Fight that all you like, my friend, but it’s true. Hell, dont even ask me, ask anyone that has done it -myself included.

Anyway, I dont quite reply back to those things, but all I said?

I was commenting on how my sister’s daughter – interesting how I find a long way to say “niece”, hehe loves to apparently yell like a Banshee every time she goes out with her grand mother and in general, and never stops.

And all I did was point out the similarity between my wife’s yelling and my sister’s – at the kid.

To her credit, Granny does all of her yellin at me, always has. Hehe (and sister when younger) – not the two grandkids as far as I can tell.

Ditto for Grandpaw.

But Nazi feminists will be Nazi feminists, my friend, there are no two ways around that, the similarities manifest whether they love each other or hate (no prizes for guessing which) – and if you want to experience the closest thing to a looney tune bin without actually being in one, live in a house with three women of varying ages, backgrounds and such – and two that show up “nosey parkers” or “busybodies” as the case might be when they so choose.

Hehe.

Lots of you dont want it, but lots of you are apparently, from a lot of the comminiques I get – hey, gotta get fancy! – ARE stuck with it whether you like it or not (what Dad’s stance on this, only he knows – actually I DO know – but I wont say it. Pointless, hehe).

Anyway ……

Reason I said that?

I gotta say, honestly, at least my wife’s yelling while more cantankerous and intense ends after a while, my sister’s seems to go on like forever.

Huge … ugh!

I asked my wife why.

Apparently some nonsense about, of course, “being seperated from the father” – of course in that case, “it’s always the girl’s fault”.

In this case apparently my sister’s for staying at home.

Well, the husband must have been with her, I interjected.

Nah. He has a business to run, didnt you know. Hehe.

I was going to mention someone else who was there during birth of his own daughter, someone whose always been there in spirit if not always in person, someone who had to leave and do what he did due to circumstance, but of course.

I didnt.

Would be pointless.

To win against Nazi feminists, my friend, remember this one line Vladimir Putin once famously said “there is no point arguing with women. they take liberties because they are WEAK”.

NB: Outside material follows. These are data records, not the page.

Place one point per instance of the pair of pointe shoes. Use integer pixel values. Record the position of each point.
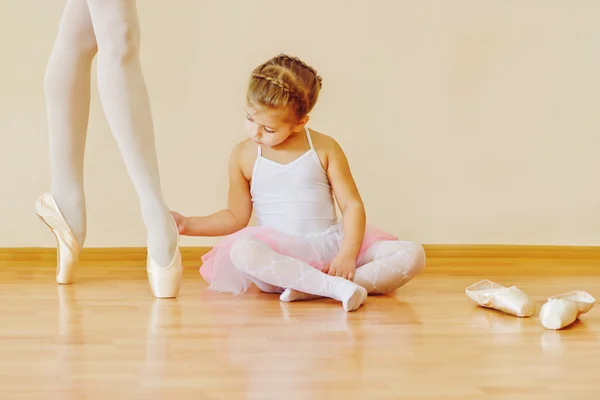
(165, 282)
(558, 312)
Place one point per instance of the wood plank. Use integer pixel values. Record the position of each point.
(106, 337)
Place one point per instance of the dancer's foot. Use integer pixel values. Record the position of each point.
(68, 249)
(165, 281)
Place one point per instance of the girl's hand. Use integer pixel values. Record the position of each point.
(182, 223)
(342, 265)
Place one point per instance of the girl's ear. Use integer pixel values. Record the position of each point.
(301, 123)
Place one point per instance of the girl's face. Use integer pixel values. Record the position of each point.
(270, 127)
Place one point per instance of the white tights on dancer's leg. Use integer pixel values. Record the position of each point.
(256, 259)
(385, 267)
(67, 87)
(124, 98)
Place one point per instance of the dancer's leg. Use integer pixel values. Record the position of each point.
(125, 102)
(67, 87)
(386, 266)
(255, 258)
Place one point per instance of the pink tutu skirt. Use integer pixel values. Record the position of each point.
(315, 249)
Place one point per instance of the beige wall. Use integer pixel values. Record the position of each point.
(465, 121)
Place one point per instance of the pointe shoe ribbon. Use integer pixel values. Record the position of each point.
(562, 310)
(165, 282)
(510, 300)
(68, 250)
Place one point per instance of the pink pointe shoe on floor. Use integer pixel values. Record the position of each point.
(564, 309)
(510, 300)
(165, 282)
(67, 248)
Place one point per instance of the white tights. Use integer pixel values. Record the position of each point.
(110, 29)
(385, 267)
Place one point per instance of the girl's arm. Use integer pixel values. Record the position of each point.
(349, 201)
(230, 220)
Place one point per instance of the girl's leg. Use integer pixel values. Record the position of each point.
(67, 88)
(125, 102)
(386, 266)
(255, 258)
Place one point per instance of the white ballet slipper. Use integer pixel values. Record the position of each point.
(165, 282)
(510, 300)
(562, 310)
(68, 249)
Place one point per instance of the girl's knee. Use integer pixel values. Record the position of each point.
(120, 41)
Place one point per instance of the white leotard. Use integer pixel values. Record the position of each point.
(295, 198)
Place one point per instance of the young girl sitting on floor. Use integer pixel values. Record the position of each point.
(290, 174)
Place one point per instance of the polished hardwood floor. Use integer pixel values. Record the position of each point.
(106, 337)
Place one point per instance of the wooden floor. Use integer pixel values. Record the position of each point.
(106, 337)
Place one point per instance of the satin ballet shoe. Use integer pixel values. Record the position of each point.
(165, 282)
(68, 249)
(510, 300)
(562, 310)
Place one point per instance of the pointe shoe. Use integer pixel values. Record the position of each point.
(67, 248)
(165, 282)
(510, 300)
(562, 310)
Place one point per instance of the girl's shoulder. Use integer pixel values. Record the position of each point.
(326, 147)
(244, 155)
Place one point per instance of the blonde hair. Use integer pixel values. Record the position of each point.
(285, 82)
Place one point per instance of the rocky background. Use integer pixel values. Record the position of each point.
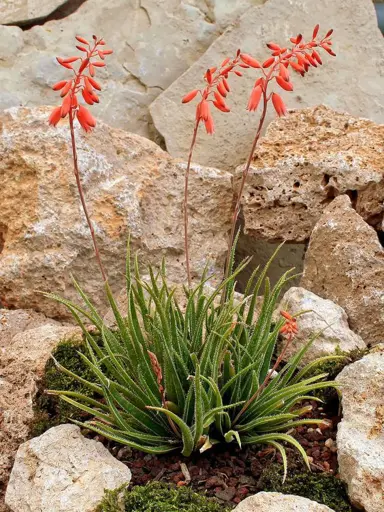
(316, 182)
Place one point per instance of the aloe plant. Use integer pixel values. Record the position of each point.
(172, 378)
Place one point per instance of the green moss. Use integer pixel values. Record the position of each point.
(157, 497)
(49, 410)
(321, 487)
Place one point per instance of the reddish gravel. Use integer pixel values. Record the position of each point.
(226, 472)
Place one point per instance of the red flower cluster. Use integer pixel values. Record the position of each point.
(290, 328)
(86, 84)
(217, 85)
(300, 57)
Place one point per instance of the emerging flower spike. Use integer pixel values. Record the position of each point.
(276, 70)
(83, 83)
(80, 83)
(289, 329)
(300, 57)
(217, 86)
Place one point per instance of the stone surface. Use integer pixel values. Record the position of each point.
(154, 42)
(360, 436)
(276, 502)
(26, 341)
(324, 317)
(303, 162)
(289, 256)
(336, 84)
(62, 471)
(21, 11)
(130, 184)
(345, 263)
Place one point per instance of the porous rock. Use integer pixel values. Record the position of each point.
(336, 84)
(323, 318)
(345, 263)
(154, 42)
(131, 187)
(276, 502)
(304, 161)
(360, 436)
(26, 342)
(63, 471)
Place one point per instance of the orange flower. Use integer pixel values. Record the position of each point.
(216, 79)
(80, 83)
(254, 99)
(85, 118)
(279, 105)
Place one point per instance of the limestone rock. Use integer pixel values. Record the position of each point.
(26, 342)
(324, 317)
(303, 162)
(21, 11)
(360, 436)
(154, 42)
(276, 502)
(130, 184)
(63, 471)
(345, 263)
(336, 84)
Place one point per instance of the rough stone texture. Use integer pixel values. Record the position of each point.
(303, 162)
(26, 341)
(289, 256)
(360, 436)
(62, 471)
(324, 317)
(336, 84)
(345, 263)
(130, 185)
(154, 42)
(276, 502)
(20, 11)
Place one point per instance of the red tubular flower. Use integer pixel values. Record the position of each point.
(85, 118)
(217, 85)
(254, 99)
(250, 61)
(55, 116)
(59, 85)
(279, 105)
(190, 96)
(80, 83)
(66, 105)
(287, 86)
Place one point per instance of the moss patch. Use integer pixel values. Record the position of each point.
(157, 497)
(321, 487)
(50, 411)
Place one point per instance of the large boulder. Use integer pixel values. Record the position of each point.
(345, 263)
(26, 342)
(305, 160)
(131, 186)
(360, 436)
(323, 318)
(62, 471)
(154, 42)
(276, 502)
(22, 11)
(337, 84)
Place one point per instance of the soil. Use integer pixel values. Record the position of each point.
(231, 474)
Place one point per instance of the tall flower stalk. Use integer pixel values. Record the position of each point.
(300, 57)
(214, 92)
(275, 70)
(82, 82)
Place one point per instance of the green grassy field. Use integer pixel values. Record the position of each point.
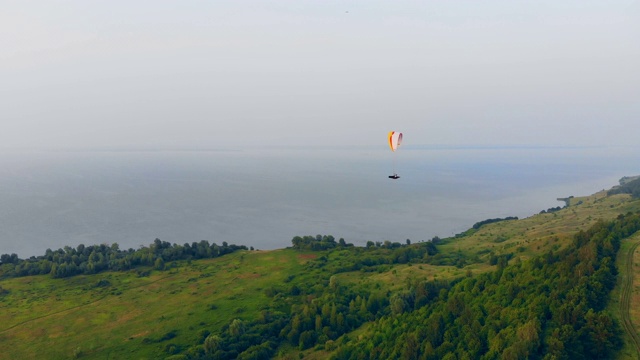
(116, 315)
(73, 317)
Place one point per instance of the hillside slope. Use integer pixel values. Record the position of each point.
(328, 299)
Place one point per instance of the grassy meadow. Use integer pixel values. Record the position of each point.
(127, 315)
(140, 314)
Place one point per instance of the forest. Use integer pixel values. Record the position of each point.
(550, 306)
(488, 293)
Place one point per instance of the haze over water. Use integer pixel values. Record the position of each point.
(262, 197)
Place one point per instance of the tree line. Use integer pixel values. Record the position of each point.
(631, 187)
(93, 259)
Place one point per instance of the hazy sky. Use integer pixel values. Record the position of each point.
(229, 74)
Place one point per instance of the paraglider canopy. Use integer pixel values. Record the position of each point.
(395, 139)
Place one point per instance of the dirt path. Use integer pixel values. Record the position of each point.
(625, 299)
(77, 306)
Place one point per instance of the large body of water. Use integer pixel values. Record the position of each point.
(264, 197)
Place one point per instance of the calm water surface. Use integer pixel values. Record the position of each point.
(264, 197)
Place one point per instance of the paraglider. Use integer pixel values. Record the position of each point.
(395, 139)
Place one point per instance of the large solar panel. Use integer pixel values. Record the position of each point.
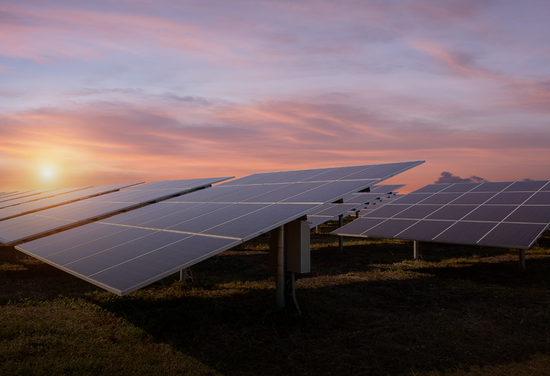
(501, 214)
(18, 195)
(49, 202)
(351, 204)
(28, 226)
(130, 250)
(38, 195)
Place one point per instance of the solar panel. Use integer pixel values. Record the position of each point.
(45, 203)
(182, 231)
(18, 195)
(68, 215)
(38, 195)
(503, 214)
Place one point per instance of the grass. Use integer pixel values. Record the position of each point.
(368, 310)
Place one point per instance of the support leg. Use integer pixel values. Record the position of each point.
(293, 286)
(417, 252)
(522, 259)
(280, 267)
(341, 238)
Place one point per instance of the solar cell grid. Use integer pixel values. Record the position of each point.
(391, 227)
(460, 187)
(481, 213)
(386, 188)
(87, 209)
(417, 211)
(209, 231)
(425, 230)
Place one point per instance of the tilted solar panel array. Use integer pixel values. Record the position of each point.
(133, 249)
(38, 195)
(503, 214)
(352, 202)
(45, 203)
(28, 226)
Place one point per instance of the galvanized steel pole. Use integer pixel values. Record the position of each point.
(417, 252)
(522, 259)
(341, 238)
(280, 267)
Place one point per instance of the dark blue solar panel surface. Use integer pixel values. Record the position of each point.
(504, 214)
(127, 251)
(85, 210)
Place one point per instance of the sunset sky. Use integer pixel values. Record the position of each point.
(103, 92)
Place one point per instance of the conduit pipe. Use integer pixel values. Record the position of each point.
(280, 267)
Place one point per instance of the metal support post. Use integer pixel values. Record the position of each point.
(522, 259)
(341, 238)
(417, 252)
(280, 267)
(293, 285)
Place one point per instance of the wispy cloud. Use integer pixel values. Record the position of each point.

And by and large, the man was right. He might as well have said what I’ve been thinking for years and years … come to think of it, I’ve been saying it before he ever did, to be honest.

Anyway – fitness wise, the 0 Excuses Fitness System is your ticket, my friend.

Life wise, you’ll want to place an order for (or a pre-order, rather) Profit Troll … this book will teach you so many damn lessons on life that I’m surprised I’m giving away the pre-order at the price I am for now.

(if you’re Buttler Glyn reading this, and I can feel his beady little eyes watering as he reads this, Glyn – you MUST get this book – NOW – it’ll teach you things about your trolly self even your own Mama didnt know. Hehe). (you sure didnt).

(poor Mama, I must say. She gave birth to him, yes, but … ugh!) (sometimes, you can’t help but…)

And to win against Nazi feminists, you can either bang your head against the wall – do what they do “rant and rave” – and get nowhere.

Or, you can do what is mentioned in the book on COMABTING and profiting from it – and get somewhere – HANDSOMELY At that.

And thats that.

Back soon!

Best,

Rahul Mookerjee

PS – This Banshee Central at the ole homestead doesn’t extend to yours truly and men in general, apparently the job there is to be a you know what and just “listen”.

Ah, the lunacy, I so love observing it -not.